The tech demo continues to get more impressive from there, which you can check out below.
Unity worked with Russian 3D scanners to capture the actor and middleware solution studio Snappers to rig him up. They utilized a similar method of character composition that DICE employed for the Frostbite, which was used in Battlefield 3 back in 2011. At the time DICE called it a 4D capture technique, where the actor and their likeness was captured along with their facial range in order to build a library of prefabricated expressions.
The face rendering is still a little uncanny. The problem isn’t the photogrammetric capturing, but rather the animation.
This has been an ongoing issue for a lot of newer technologies given that hand-animating faces usually leaves out a lot of nuances of human emotion that gets left on the cutting room floor during the animation process, while real-time facial capture can be time consuming and expensive, and requires a lot of refinement to get it right, but it definitely looks more realistic in motion.
However, where the demo shines and where Unity shines is in the lighting, the shadow casting, and most importantly the global illumination.
In the one sequence we see that the character shines a light through a dark, abandoned tunnel. The light illuminates aspects of the tunnel where can see that there’s a lot of multi-layered HD materials applied to the environment, and the shadow-casting from the light source is mostly accurately rendered to depict an old maintenance access.

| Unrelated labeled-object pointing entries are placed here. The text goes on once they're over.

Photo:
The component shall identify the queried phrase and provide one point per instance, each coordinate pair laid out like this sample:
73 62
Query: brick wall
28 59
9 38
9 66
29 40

Some of the issues that keep it from looking photorealistic is the shadow mapping resolution not being as crisp as a real life shadow, and the fact that the screen space lighting seems to have too much saturation, which makes some of the rendered objects look slightly brighter than they should.
One particularly fascinating segment is when the character flips the coin and uses his companion to completely transform the sewer into a pathway to another world. Here we see some real-time geometric deformation with masked loading times through special visual effects.
It takes a lot of under-the-hood horsepower to pull off that kind of effect in-engine on a consumer machine without any heavy load times.
This is basically the Unity engineers flexing their coding muscles to showcase how much you can pull, push and pop through the runtime without separate loading screens.
Whether or not developers will actually make use of Unity’s high-definition render pipeline for a game that isn’t a walking simulator or an exploration puzzle game is a complete toss-up, but at least Unity is trying to encourage developers to do something new with some powerful software technology.